Maxed Out on Glycolysis: Alveolar Macrophages Rely on Oxidative Phosphorylation for Cytokine Production

Macrophages are a highly versatile population of cells, capable of adopting a complex assortment of behaviors. This ranges from orchestrating pro- and antiinflammatory responses to regulating tissue repair and remodeling, making these innate immune cells important participants in both host defense and tissue homeostasis (1). Although the individual factors that regulate this diverse repertoire of activities are still a focus of intense investigation, an important recent discovery has been the recognition that macrophages use different metabolic fuels and pathways in the transition to individual functional phenotypes (2).

In the lungs, tissue-resident alveolar macrophages (TR-AMs) have long been recognized as a unique subset of immune cells. Originally derived from embryonic progenitor cells that reach the lungs before birth, TR-AMs are extremely long-lived cells that possess a unique self-renewal capacity (3–5). Moreover, unlike other macrophage populations, TR-AMs display an unusual mixture of cell surface markers (e.g., high levels of CD11c) and exhibit reduced phagocytic and antigen-presenting capabilities (6–9). In the alveolar lumen, where there is a constant exposure to allergens, inhaled particulates, and environmental microorganisms, precise control over the activation state of TR-AMs is of paramount importance (10). To date, other than constituents in pulmonary surfactant, the factors important in suppressing TR-AM activation remain poorly understood (9, 10).

Although the role of cellular metabolism in the functional plasticity of macrophages is being increasingly understood, there are limited data dedicated toward the specific metabolic programming of TR-AMs. Much of what we know, especially regarding the importance of glycolysis in macrophage immune effector function, comes from studies using bone marrow–derived macrophages, peritoneal macrophages, or other macrophage cell lines (11–15). For example, the classical paradigm in the immunometabolism field teaches that proinflammatory activation is heavily reliant on upregulating glycolysis, whereas reparative macrophages preferentially use mitochondrial oxidative phosphorylation for their functions (2).
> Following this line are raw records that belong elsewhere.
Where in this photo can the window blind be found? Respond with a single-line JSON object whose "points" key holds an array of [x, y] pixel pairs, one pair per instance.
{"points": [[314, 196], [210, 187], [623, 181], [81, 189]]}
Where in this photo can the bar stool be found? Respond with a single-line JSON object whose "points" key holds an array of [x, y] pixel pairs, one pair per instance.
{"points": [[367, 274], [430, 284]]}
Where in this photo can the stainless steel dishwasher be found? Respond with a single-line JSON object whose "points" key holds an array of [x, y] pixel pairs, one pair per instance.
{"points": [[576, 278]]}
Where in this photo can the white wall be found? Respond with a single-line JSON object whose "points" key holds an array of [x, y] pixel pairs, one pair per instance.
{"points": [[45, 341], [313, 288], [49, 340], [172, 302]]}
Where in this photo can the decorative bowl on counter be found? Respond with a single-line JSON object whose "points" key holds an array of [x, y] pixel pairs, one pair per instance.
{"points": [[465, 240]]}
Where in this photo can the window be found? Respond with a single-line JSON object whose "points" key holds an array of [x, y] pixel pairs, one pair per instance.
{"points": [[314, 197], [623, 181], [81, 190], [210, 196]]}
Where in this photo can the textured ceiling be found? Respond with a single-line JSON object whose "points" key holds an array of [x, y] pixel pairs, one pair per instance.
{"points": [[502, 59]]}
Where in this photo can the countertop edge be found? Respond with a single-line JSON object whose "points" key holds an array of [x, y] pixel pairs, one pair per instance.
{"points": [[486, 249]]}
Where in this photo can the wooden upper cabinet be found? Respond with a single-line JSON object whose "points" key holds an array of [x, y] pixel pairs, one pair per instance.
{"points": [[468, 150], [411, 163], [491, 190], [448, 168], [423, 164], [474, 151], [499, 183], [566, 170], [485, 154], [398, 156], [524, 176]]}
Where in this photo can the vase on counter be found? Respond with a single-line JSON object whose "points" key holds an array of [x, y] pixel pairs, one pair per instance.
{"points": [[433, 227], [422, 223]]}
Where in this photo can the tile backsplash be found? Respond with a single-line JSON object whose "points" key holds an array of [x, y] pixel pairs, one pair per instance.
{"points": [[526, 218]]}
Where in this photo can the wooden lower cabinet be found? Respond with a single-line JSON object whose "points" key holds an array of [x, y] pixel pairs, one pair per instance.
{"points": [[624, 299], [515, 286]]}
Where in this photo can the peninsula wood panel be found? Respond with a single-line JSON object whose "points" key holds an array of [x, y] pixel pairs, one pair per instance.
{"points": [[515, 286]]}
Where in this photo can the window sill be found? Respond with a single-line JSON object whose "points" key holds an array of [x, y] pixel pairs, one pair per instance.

That said, emerging evidence suggests that metabolic responses to infectious pathogens or other pulmonary insults in TR-AMs may be distinct from other macrophage subpopulations (9, 16, 17).
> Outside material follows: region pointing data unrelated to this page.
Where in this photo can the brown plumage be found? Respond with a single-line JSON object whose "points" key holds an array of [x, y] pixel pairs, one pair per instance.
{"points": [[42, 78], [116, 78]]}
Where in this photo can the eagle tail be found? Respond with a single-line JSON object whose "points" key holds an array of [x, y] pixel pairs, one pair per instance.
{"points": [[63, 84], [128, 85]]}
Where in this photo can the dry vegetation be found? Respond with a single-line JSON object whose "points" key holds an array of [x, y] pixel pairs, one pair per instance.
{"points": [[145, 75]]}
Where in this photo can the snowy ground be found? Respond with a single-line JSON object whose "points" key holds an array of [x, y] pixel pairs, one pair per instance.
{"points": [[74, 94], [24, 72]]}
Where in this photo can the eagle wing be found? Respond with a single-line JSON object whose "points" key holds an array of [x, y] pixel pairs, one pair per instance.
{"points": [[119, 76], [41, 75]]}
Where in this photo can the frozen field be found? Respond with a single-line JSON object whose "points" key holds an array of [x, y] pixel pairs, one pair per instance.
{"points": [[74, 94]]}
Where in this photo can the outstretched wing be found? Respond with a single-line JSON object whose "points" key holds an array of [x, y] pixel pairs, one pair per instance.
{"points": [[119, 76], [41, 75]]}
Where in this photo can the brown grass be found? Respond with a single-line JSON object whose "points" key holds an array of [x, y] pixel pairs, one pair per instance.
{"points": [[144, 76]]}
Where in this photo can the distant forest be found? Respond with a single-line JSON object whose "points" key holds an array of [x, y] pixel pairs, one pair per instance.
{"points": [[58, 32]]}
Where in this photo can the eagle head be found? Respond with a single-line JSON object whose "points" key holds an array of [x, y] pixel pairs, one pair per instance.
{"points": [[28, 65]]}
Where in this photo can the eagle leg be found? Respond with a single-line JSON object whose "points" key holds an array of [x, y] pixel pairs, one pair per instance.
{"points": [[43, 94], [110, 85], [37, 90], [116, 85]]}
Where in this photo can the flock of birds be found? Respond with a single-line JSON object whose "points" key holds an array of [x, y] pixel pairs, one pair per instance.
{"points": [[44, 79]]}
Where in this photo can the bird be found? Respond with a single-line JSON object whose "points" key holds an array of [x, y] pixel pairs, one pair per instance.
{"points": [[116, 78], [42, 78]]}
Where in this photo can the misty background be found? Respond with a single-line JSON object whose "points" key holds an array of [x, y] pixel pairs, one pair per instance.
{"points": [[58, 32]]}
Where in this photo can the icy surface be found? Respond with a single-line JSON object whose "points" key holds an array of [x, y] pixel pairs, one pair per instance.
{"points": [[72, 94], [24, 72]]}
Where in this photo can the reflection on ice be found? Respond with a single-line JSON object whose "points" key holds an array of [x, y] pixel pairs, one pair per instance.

In this issue of the Journal, Woods and colleagues (pp. 243–255) describe their exploration of the largely unknown metabolic imprint of TR-AMs under steady-state conditions, and, furthermore, they demonstrate how these cells metabolically adapt to stressed conditions (18). In this sophisticated and well-designed study, using both in vitro and in vivo investigations, these researchers demonstrate that TR-AMs do not rely on glycolysis for activation in response to bacterial LPS and that they have a limited capacity to upregulate glycolysis in response to mitochondrial inhibitors. In addition, they elegantly show that neither the inhibition of glycolysis (via treatment with the lactate dehydrogenase A inhibitor, sodium oxamate) nor the promotion of glycolysis (via stabilization of hypoxia inducible factor-1α) significantly affected the magnitude of the inflammatory response to LPS in TR-AMs. These observations were similarly replicated in vivo using a lung injury model of influenza in mice, indicating that the glycolytic reprogramming typical of most other proinflammatory macrophages is not a feature of activated TR-AMs. Importantly, these findings align nicely with several recent reports showing that mitochondrial oxidative phosphorylation is elevated in TR-AMs (9, 16, 17, 19).

Although this study adds significantly to our understanding of the field, many important questions remain. For one thing, it is unclear why TR-AMs have evolved to depend on oxidative phosphorylation for their energy needs. On the surface, this seems to be an awful evolutionary strategy for a long-lived cell, which is constantly exposed to airborne pollutants that can have damaging effects on mitochondria and, more specifically, the electron transport chain (20). However, it is likely that this metabolic adaptation serves some important purpose, such as helping TR-AMs to survive the low-glucose environment of distal airspaces or attenuating the magnitude of inflammatory responses to LPS through limited glycolytic reserves. This study also did not address the potential long-term consequences of a cell depending on mitochondrial oxidation for energy production. Relevant to this, mitochondrial dysfunction has emerged as an important pathogenic player in a variety of age-related lung diseases, such as acute respiratory distress syndrome, infectious pneumonia, and idiopathic pulmonary fibrosis (21). With this in mind, one wonders whether long-term dependence on oxidative phosphorylation might be a contributing factor in the development of these respiratory pathologies.

In summary, findings in this study contribute significantly to our understanding of macrophage biology and delineation of the functional differences between resident and recruited alveolar macrophages. Moreover, this study suggests the novel concept that specific metabolic pathways may be targeted to affect the behavior of individual macrophage subsets in the lung.